Questione di spazi. E di opportunità. Sembra che nei 1.285 chilometri quadrati su cui si estende la città di Roma non vi sia spazio per le circa 1.200 bancarelle concentrate all’interno del Centro Storico della Capitale, perlopiù distribuite sui marciapiedi lungo le vie dello shopping in Prati o, ancor peggio, nei pressi dei monumenti più importanti della Città Eterna. A certificarlo, da mesi, sono la gran parte dei municipi di Roma, che da un lato incalzano il Campidoglio per una veloce delocalizzazione degli ambulanti ma dall’altra si oppongono alla migrazione periferica di quelli che invadono il centro. Così, mentre emergono nuovi particolari dall’inchiesta della Procura di Roma sulle presunte pressioni perpetrate da alcuni esponenti della famiglia Tredicine nei confronti di funzionari capitolini, la macchina amministrativa si ferma a causa di un corto circuito all’insegna del principio del “non nel mio giardino”. Anche perché i commercianti che posseggono delle licenze “a rotazione” ormai su quegli stalli sono fissi da anni.

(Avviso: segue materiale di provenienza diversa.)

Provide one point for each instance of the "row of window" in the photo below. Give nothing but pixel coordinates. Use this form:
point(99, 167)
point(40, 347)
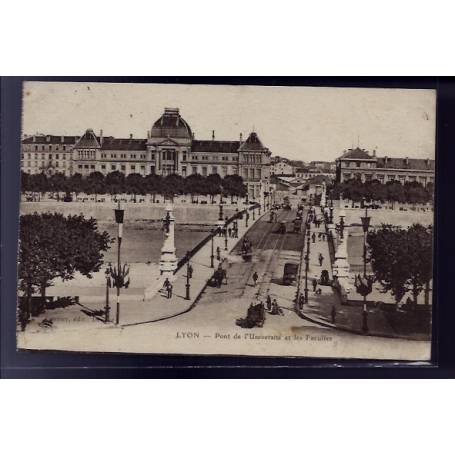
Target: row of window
point(51, 156)
point(389, 177)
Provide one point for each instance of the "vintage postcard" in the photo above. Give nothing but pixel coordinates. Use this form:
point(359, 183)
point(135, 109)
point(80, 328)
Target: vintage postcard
point(228, 220)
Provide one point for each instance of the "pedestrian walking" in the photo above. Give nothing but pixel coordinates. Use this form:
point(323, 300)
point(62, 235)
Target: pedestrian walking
point(333, 314)
point(301, 301)
point(321, 259)
point(314, 282)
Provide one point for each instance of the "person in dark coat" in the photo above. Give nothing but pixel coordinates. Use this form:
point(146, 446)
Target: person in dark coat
point(321, 259)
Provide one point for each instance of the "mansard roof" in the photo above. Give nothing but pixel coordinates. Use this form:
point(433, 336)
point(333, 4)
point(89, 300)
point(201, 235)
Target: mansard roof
point(49, 139)
point(357, 154)
point(88, 140)
point(171, 124)
point(112, 143)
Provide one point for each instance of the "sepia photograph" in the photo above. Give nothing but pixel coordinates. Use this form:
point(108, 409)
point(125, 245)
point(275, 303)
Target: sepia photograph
point(226, 220)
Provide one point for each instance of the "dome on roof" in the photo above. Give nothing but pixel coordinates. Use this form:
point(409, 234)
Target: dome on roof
point(171, 124)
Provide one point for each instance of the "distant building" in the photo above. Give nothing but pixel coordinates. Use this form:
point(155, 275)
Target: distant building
point(47, 154)
point(360, 164)
point(308, 173)
point(170, 148)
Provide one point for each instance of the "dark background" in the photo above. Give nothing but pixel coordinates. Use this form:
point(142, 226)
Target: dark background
point(42, 364)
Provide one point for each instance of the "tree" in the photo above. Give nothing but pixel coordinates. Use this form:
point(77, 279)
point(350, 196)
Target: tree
point(134, 184)
point(53, 246)
point(388, 266)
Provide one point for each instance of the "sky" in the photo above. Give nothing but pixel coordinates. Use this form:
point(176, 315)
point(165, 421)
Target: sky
point(300, 123)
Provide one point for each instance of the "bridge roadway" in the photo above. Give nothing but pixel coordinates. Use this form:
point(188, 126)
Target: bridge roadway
point(218, 308)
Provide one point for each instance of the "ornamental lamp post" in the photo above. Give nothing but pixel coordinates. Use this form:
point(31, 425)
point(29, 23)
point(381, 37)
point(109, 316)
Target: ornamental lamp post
point(189, 273)
point(107, 308)
point(307, 262)
point(212, 255)
point(119, 214)
point(342, 217)
point(225, 234)
point(368, 282)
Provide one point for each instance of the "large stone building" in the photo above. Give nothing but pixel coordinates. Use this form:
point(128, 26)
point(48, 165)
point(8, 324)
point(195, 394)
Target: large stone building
point(170, 148)
point(359, 163)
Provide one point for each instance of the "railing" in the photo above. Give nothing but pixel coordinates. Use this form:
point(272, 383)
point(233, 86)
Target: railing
point(205, 240)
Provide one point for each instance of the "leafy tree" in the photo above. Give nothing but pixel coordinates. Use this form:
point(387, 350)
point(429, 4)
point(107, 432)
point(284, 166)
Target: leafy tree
point(53, 246)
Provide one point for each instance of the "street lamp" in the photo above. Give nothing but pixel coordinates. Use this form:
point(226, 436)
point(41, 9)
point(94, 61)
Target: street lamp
point(366, 287)
point(225, 234)
point(119, 214)
point(107, 308)
point(189, 274)
point(342, 217)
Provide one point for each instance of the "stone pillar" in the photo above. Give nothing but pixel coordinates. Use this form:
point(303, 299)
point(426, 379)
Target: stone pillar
point(341, 267)
point(168, 260)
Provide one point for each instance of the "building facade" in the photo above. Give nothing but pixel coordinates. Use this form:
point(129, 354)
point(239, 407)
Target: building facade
point(170, 148)
point(360, 164)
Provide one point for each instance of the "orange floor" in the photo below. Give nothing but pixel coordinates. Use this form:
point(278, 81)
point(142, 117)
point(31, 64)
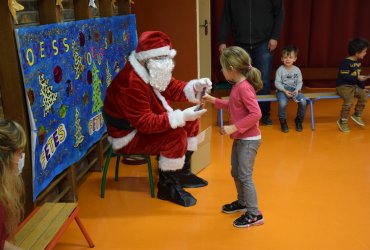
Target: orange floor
point(313, 190)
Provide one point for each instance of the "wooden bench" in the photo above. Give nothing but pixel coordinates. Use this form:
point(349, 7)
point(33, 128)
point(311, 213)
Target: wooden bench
point(46, 224)
point(311, 98)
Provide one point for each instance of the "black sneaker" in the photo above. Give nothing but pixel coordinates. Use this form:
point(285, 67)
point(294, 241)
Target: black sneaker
point(233, 207)
point(248, 220)
point(266, 120)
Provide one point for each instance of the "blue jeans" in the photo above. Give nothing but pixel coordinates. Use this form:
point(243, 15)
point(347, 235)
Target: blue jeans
point(262, 60)
point(243, 155)
point(283, 101)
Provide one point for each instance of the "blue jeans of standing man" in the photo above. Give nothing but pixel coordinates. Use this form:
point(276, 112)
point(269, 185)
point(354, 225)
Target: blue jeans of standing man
point(283, 102)
point(262, 60)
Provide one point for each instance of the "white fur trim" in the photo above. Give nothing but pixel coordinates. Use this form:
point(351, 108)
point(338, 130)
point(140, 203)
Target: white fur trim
point(163, 100)
point(190, 93)
point(176, 119)
point(170, 164)
point(139, 69)
point(192, 143)
point(163, 51)
point(118, 143)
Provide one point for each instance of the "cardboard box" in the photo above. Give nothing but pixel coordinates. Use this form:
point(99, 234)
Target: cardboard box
point(202, 157)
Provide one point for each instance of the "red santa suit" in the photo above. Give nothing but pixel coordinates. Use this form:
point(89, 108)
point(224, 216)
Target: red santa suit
point(140, 120)
point(155, 126)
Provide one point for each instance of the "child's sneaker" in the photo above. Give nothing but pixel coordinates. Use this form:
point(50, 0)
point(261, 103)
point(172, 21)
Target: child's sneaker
point(343, 126)
point(358, 120)
point(248, 220)
point(233, 207)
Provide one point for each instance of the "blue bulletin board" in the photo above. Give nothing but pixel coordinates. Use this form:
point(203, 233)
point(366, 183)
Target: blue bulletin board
point(66, 69)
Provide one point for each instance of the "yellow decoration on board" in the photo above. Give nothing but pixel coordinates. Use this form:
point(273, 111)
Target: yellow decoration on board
point(14, 6)
point(59, 3)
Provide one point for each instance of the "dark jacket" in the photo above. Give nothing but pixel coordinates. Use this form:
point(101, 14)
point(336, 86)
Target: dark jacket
point(251, 21)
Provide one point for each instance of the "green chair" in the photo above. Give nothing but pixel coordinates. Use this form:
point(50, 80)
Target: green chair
point(111, 154)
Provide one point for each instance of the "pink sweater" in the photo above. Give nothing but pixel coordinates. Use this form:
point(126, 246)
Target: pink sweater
point(244, 110)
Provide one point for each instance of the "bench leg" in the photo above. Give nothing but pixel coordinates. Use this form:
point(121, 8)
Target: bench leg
point(221, 118)
point(84, 232)
point(311, 102)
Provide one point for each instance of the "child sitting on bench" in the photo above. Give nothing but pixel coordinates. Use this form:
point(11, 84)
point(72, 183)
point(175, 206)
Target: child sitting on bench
point(288, 83)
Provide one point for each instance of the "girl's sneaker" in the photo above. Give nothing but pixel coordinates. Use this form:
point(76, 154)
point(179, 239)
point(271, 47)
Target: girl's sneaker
point(358, 120)
point(233, 207)
point(248, 220)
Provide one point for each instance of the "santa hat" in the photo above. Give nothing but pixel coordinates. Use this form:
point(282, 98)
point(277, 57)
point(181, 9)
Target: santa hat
point(152, 44)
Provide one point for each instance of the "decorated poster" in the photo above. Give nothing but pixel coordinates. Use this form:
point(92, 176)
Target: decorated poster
point(66, 69)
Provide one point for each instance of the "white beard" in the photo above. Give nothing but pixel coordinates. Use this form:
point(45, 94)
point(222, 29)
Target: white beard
point(160, 73)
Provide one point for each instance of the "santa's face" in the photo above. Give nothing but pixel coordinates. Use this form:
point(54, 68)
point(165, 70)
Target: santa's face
point(160, 72)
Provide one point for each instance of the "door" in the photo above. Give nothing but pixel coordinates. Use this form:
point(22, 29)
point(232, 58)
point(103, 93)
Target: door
point(204, 38)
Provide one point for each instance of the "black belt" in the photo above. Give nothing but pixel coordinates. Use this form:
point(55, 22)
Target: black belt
point(119, 123)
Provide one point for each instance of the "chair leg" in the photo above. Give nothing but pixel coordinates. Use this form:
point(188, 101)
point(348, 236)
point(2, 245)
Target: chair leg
point(151, 182)
point(117, 168)
point(104, 177)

LA CONTESA FRA COMUNE E I MUNICIPIO – La base normativa è la delibera 29/2018, ovvero la seconda versione del “Regolamento delle attività commerciali sulle aree pubbliche” proposto dal presidente della Commissione capitolina Commercio, Andrea Coia, che poggia sul Pgtu (piano generale del traffico urbano) messo in campo dall’ex sindaco Ignazio Marino e dal suo assessore Guido Improta. In sostanza, le nuove norme impongono ai municipi di individuare spazi dove delocalizzare gli ambulanti (bancarelle, camion bar, caldarrostai, ecc.) che occupino strade di particolare prestigio paesaggistico o di valore commerciale. “Ma il I Municipio a guida Pd non vuole ancora procedere nell’applicazione della delibera del M5s”, ha affermato venerdì mattina Coia durante un sopralluogo nella centralissima via Cola di Rienzo – dove fra l’altro è stato aggredito verbalmente da uno degli operatori -. In realtà il tema è più complesso. Già il 7 giugno 2018 il Municipio aveva fatto presente all’amministrazione centrale che il “territorio è congestionato dalla più alta concentrazione di attività commerciali su suolo pubblico e soggetto a numerosi vincoli storici” ed è quasi impossibile trovare nuove aree. Alcune bancarelle sono state spostate da viale Trastevere, via Ferrari e via Settembrini, ma è una goccia nel mare. “Abbiamo richiesto all’assessore e al Direttore del Dipartimento una Task Force tecnica congiunta a supporto dell’attività del Municipio. Le richieste non hanno avuto alcun riscontro”, scriveva l’assessora municipale al Commercio, Tatiana Campione. “E’ da gennaio – spiega Campione a Ilfattoquotidiano.it – che hanno tutti gli atti del Municipio nei quali vengono individuate le nuove aree dove riposizionarle. Ma ad oggi non è stato fatto nulla nonostante i nostri ripetuti solleciti”.
SI RISCHIA LO STALLO, O LA PROTESTA – Il Municipio I, grande circa 19 km quadrati – il meno esteso, per distacco, fra i 15 municipi romani – in pratica chiede che gli altri municipi si facciano carico di una parte degli operatori. “Ma tutti gli altri rispondono che da loro non c’e’ spazio”, aggiunge Campione, secondo cui l’assessore capitolino al Commercio, Carlo Cafarotti, è stato aggiornato della problematica. Proprio Cafarotti da settimane sta promuovendo il “tavolo del decoro” per provare a mediare fra tutte le componenti in corso. Ma finora non sono emerse soluzioni alternative. Se la Polizia Locale, come invoca qualcuno, eseguisse gli “sgomberi” dei commercianti esclusi senza sapere dove spostarli, l’amministrazione capitolina si ritroverebbe centinaia di ambulanti a protestare sotto il Campidoglio. D’altra parte, se i Municipi più estesi non si fanno carico del problema, le bancarelle rischiano di rimanere dove sono per i prossimi due anni, tracciando le linee dell’ennesimo fallimento politico sul tema.